Here is the embarassing story: When I was about six years old and recovering from measles and pneumonia, I was given ballet lessons as a consolation when I couldn’t return to first grade.  It was too late in the ballet school class sessions for me to learn a full dance, so at a holiday performance, I was given a special assignment. It was much like last week’s blog described, except that this time I was expected to speak.

I had been reciting nursery rhymes at 18 months, which both of my parents mentioned now and then with great pride. Their reactions to my recital performance, however, were different. I would learn more about my mother’s true feelings later when she was in her early 90’s and dementia had claimed much of her memory.

It was winter in 1948 and I wore a plaid dress that Aunt Alice had made for me. The room felt majestic with its huge round white marble columns and thick blue carpet. The small temporary platform was just high enough so that I could see the entire audience, all the way to back row, perched on folding metal chairs. When I took my place, they looked unhappy, bored perhaps, and I was shy and afraid. But I was also dutiful, so I said my poem as instructed. Family lore says that I was pretty dramatic about it, which surprised my parents and the dance teacher no end. But I had heard my father read stories all my short life and he was good at it. I must have decided that since he was entertaining, I should be too. So shy little me went for it. Or so the story goes. 

Whether I did well or not, I do not know. But I do know that the audience began to smile. They leaned forward a little and looked interested, rapt even. When I was done, they applauded and smiled and I felt like I was bathed in their warmth; it was sweet as warm honey. I wanted to thank them for their affection, for their smiles, for liking me. I wanted to give them something in return, but I had only one thing I knew they would enjoy. So I recited the poem again, from the top. This time they laughed and applauded again.  I don’t remember leaving the stage and I wonder if someone had to come take me by the hand. It wouldn’t surprise me, enraptured as I was by the magical energy I would come to understand as crucial to performers and audiences.

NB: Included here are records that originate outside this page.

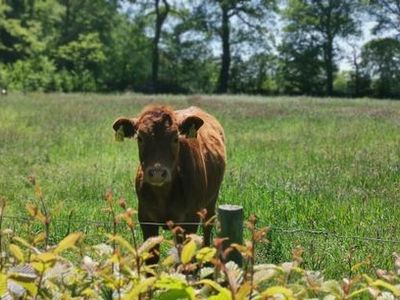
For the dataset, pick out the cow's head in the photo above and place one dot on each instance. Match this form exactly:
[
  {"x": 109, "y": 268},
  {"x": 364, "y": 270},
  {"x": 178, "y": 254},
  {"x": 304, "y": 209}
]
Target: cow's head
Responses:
[{"x": 159, "y": 134}]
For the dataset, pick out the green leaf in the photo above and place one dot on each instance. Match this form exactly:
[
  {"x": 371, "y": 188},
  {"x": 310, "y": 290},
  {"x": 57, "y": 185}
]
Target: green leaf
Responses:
[
  {"x": 3, "y": 284},
  {"x": 140, "y": 288},
  {"x": 333, "y": 287},
  {"x": 68, "y": 242},
  {"x": 382, "y": 284},
  {"x": 223, "y": 293},
  {"x": 205, "y": 254},
  {"x": 122, "y": 242},
  {"x": 188, "y": 252},
  {"x": 17, "y": 252},
  {"x": 173, "y": 294},
  {"x": 278, "y": 290},
  {"x": 31, "y": 287}
]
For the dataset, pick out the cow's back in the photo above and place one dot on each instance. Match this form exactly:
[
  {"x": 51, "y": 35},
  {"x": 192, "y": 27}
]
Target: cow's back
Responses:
[{"x": 208, "y": 154}]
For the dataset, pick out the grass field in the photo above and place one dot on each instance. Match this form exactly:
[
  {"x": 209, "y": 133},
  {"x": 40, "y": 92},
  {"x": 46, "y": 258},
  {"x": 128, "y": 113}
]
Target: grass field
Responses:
[{"x": 297, "y": 163}]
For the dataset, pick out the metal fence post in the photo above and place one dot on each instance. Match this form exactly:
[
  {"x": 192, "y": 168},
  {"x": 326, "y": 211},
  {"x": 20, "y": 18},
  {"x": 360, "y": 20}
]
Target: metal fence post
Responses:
[{"x": 231, "y": 221}]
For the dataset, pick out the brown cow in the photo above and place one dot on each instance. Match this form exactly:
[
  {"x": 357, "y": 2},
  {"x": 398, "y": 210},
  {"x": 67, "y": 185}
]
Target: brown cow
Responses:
[{"x": 182, "y": 163}]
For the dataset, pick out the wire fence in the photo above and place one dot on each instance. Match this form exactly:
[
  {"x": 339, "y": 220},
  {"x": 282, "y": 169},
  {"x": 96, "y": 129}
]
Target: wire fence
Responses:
[{"x": 78, "y": 223}]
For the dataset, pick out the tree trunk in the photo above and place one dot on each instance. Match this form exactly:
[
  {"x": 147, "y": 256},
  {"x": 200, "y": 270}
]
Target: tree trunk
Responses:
[
  {"x": 223, "y": 79},
  {"x": 160, "y": 18},
  {"x": 328, "y": 57}
]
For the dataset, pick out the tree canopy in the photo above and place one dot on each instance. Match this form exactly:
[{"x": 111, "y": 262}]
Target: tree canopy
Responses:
[{"x": 224, "y": 46}]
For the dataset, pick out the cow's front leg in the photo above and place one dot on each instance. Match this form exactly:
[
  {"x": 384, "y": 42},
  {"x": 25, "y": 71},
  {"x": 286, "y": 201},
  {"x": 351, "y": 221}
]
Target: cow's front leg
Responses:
[{"x": 150, "y": 231}]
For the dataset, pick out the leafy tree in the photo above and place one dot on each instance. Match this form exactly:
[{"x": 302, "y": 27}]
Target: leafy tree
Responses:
[
  {"x": 19, "y": 36},
  {"x": 301, "y": 65},
  {"x": 160, "y": 9},
  {"x": 127, "y": 65},
  {"x": 254, "y": 75},
  {"x": 323, "y": 21},
  {"x": 387, "y": 15},
  {"x": 381, "y": 60}
]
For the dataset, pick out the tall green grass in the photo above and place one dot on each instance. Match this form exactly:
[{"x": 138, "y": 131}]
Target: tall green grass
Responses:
[{"x": 297, "y": 163}]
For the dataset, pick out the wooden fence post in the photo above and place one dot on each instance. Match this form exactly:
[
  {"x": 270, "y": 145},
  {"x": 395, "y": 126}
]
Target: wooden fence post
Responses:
[{"x": 231, "y": 221}]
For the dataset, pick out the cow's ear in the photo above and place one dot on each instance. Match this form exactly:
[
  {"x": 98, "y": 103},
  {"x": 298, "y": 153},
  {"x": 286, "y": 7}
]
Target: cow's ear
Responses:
[
  {"x": 124, "y": 128},
  {"x": 190, "y": 126}
]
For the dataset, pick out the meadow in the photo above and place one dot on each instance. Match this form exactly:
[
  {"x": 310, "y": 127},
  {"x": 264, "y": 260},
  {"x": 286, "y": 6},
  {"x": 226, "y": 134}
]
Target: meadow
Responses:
[{"x": 323, "y": 173}]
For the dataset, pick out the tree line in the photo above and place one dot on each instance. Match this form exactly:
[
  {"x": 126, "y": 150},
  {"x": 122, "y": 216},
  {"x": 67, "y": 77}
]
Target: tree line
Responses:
[{"x": 267, "y": 47}]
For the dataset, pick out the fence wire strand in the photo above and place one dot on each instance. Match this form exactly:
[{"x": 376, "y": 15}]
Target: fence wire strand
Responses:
[{"x": 328, "y": 234}]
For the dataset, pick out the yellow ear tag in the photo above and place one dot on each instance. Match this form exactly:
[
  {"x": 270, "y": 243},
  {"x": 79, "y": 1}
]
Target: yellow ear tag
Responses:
[
  {"x": 192, "y": 133},
  {"x": 119, "y": 134}
]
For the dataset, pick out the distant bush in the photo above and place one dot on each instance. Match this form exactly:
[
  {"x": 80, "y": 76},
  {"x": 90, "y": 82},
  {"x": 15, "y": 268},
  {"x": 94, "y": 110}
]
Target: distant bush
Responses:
[{"x": 33, "y": 269}]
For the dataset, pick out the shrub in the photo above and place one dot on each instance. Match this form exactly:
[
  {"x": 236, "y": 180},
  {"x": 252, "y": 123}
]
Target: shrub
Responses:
[{"x": 116, "y": 269}]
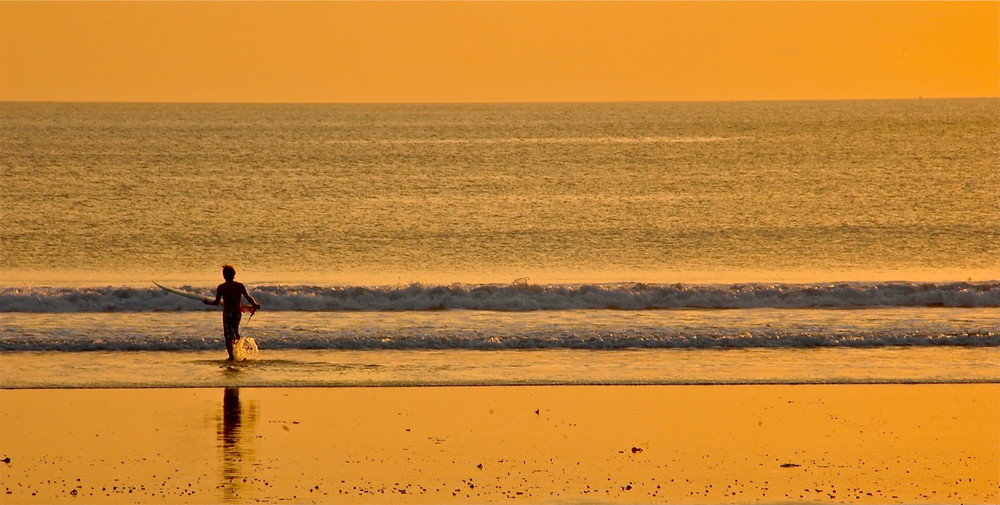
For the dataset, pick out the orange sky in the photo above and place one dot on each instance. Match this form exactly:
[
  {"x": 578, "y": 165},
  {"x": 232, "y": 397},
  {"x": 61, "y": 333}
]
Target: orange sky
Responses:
[{"x": 495, "y": 51}]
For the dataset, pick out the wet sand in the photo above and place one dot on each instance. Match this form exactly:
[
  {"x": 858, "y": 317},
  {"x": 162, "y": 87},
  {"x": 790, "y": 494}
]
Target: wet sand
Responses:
[{"x": 544, "y": 444}]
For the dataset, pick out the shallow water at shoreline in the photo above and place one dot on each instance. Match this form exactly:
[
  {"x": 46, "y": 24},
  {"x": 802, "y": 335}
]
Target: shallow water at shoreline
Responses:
[{"x": 383, "y": 368}]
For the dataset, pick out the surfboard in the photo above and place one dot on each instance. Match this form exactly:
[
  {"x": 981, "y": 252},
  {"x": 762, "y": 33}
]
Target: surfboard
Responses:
[{"x": 185, "y": 294}]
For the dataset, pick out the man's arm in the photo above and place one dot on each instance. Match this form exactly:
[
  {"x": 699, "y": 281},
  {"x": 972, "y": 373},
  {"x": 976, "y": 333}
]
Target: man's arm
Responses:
[{"x": 250, "y": 298}]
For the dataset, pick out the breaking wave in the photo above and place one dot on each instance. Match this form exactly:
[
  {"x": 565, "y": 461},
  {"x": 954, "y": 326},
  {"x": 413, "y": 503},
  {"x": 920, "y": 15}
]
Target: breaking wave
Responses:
[
  {"x": 521, "y": 297},
  {"x": 110, "y": 341}
]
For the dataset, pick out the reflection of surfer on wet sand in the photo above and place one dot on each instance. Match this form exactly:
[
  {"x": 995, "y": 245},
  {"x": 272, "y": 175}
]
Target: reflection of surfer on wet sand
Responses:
[
  {"x": 235, "y": 433},
  {"x": 231, "y": 294}
]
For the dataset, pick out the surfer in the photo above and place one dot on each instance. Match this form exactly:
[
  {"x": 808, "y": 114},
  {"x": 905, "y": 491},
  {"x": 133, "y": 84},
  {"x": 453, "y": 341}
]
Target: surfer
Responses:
[{"x": 231, "y": 294}]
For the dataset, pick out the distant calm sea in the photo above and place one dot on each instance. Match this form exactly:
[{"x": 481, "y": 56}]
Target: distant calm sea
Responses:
[{"x": 841, "y": 241}]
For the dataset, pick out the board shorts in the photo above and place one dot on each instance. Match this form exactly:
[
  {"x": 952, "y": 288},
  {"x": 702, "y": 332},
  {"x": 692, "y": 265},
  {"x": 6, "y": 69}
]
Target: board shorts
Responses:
[{"x": 231, "y": 323}]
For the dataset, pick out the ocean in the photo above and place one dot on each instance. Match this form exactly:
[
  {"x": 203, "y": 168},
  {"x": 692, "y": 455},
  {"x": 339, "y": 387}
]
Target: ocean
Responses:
[{"x": 500, "y": 244}]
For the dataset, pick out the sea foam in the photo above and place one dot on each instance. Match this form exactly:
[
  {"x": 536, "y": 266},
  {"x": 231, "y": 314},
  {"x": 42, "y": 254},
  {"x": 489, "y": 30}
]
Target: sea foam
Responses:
[{"x": 520, "y": 297}]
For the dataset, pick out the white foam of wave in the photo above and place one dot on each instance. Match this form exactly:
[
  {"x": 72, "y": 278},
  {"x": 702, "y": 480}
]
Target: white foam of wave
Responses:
[
  {"x": 546, "y": 140},
  {"x": 522, "y": 297},
  {"x": 576, "y": 340}
]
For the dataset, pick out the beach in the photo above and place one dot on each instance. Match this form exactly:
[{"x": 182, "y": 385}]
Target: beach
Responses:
[{"x": 854, "y": 443}]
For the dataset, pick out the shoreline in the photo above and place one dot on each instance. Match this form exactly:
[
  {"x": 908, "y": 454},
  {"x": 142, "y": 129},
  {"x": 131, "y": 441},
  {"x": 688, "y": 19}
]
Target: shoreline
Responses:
[{"x": 857, "y": 443}]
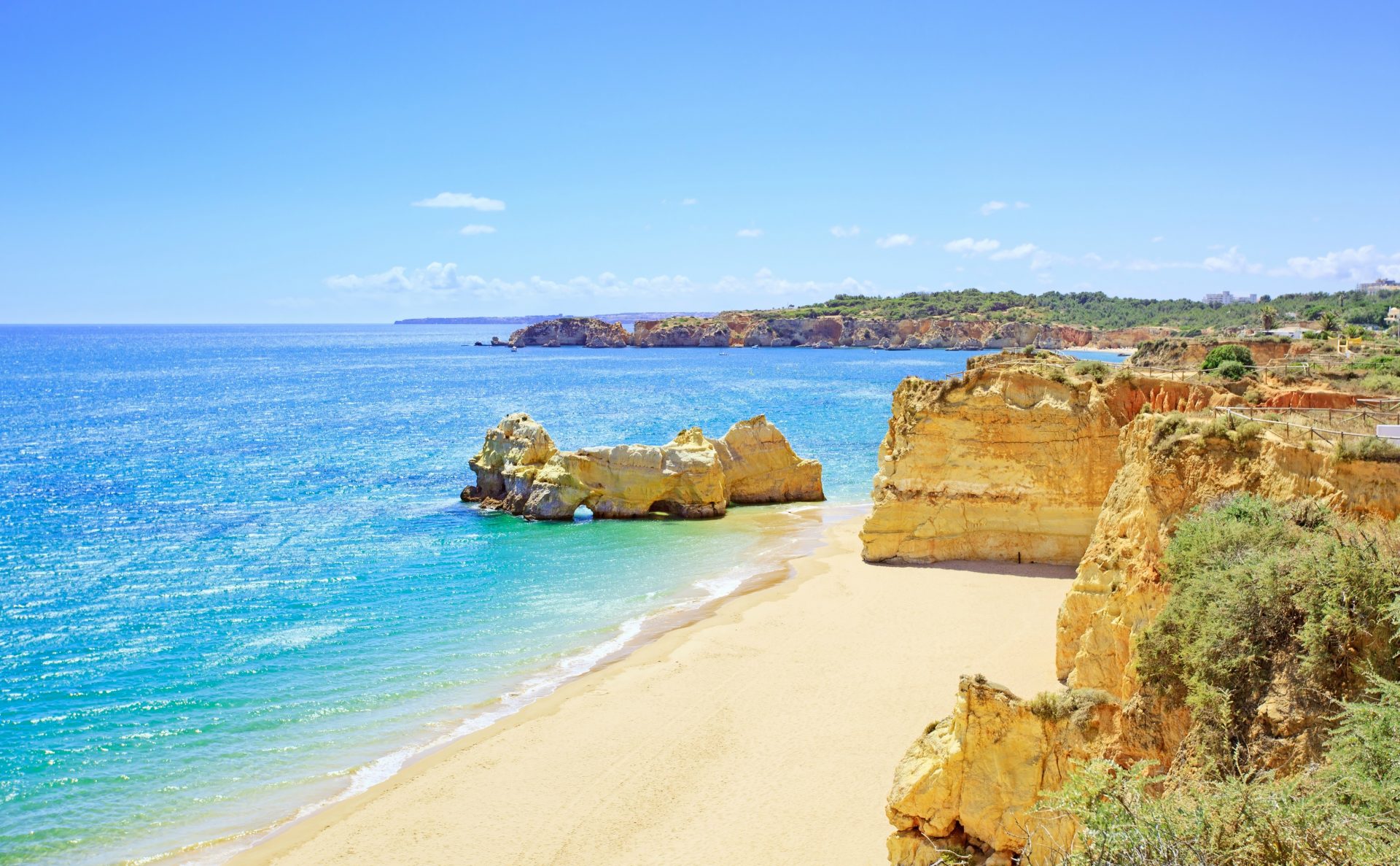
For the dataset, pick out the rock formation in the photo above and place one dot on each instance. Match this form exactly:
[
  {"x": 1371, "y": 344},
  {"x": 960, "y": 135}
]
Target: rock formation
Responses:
[
  {"x": 1006, "y": 463},
  {"x": 972, "y": 781},
  {"x": 521, "y": 471},
  {"x": 572, "y": 331},
  {"x": 759, "y": 465},
  {"x": 829, "y": 331}
]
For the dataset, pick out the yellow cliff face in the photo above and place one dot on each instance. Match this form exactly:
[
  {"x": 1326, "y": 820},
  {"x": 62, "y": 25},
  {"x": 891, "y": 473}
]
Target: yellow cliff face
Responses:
[
  {"x": 973, "y": 779},
  {"x": 1006, "y": 464},
  {"x": 1118, "y": 590},
  {"x": 521, "y": 471},
  {"x": 971, "y": 782}
]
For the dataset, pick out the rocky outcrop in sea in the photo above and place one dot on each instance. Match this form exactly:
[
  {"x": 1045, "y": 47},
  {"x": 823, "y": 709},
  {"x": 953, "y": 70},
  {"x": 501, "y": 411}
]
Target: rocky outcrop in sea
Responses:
[{"x": 521, "y": 471}]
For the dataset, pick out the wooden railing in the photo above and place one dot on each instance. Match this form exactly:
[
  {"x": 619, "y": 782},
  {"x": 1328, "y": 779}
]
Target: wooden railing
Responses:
[{"x": 1313, "y": 430}]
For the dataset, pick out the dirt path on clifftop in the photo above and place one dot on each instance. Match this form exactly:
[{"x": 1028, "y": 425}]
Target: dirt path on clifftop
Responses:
[{"x": 763, "y": 735}]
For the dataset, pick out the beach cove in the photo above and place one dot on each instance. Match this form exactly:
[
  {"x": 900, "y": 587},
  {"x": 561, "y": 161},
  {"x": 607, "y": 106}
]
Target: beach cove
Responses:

My father told the snowman poem story many times, always saying, “That’s my girl!”  A few years ago, I found online a mention of my father at age eight. He was described as “very entertaining” in thanking the local Rotary Club for the projector and Mickey Mouse movies they had given the orphanage where he lived. He later snagged a scholarship for a year of college when he won a speaking contest.  And he claimed to have once been in a vaudeville act with Bob Hope. So, yes, I am his daughter.

My mother, on the other hand, described my impromptu extended performance as the most  embarrassing moment of her life.  I’ve always thought she got off easy as a mother, if that was the case. She had other reasons to be embarrassed by me. And her claim wasn’t the whole story.  When she was  in her 90’s, after dinner every night, she and the other residents in memory care would sit in the parlor and watch television. I would sit beside her most evenings and she would talk about all sorts of things, some of which made sense to me, many of which did not. Now and then she would tell the story of my speech to anyone who would listen – nurses and their assistants, visitors, the cleaning crew.  She would brag about how I had become an actress, and then recite that little poem from beginning to end. Dementia had left her that memory, at least. After she died, I found a slip of paper in her handwriting among the family pictures she cherished. Turns out it is a song often taught to young children.

Here it is, in case you need to entertain a crowd:

 

Once there was a showman

stood outside the door

Thought he’d like to come inside

and run around the floor,

Thought he’d like to warm himself

by the firelight red,

Thought he’d like to climb up on

on that big white bed.

So he called the North wind

“Help me now I pray

I’m completely frozen

standing here all day.”

So the North wind came along

and blew him in the door

And now there’s nothing left of him

but a puddle on the floor.

 

 


Comments

  1. I'd forgotten this one. How your eyes must have gleamed during the second time around.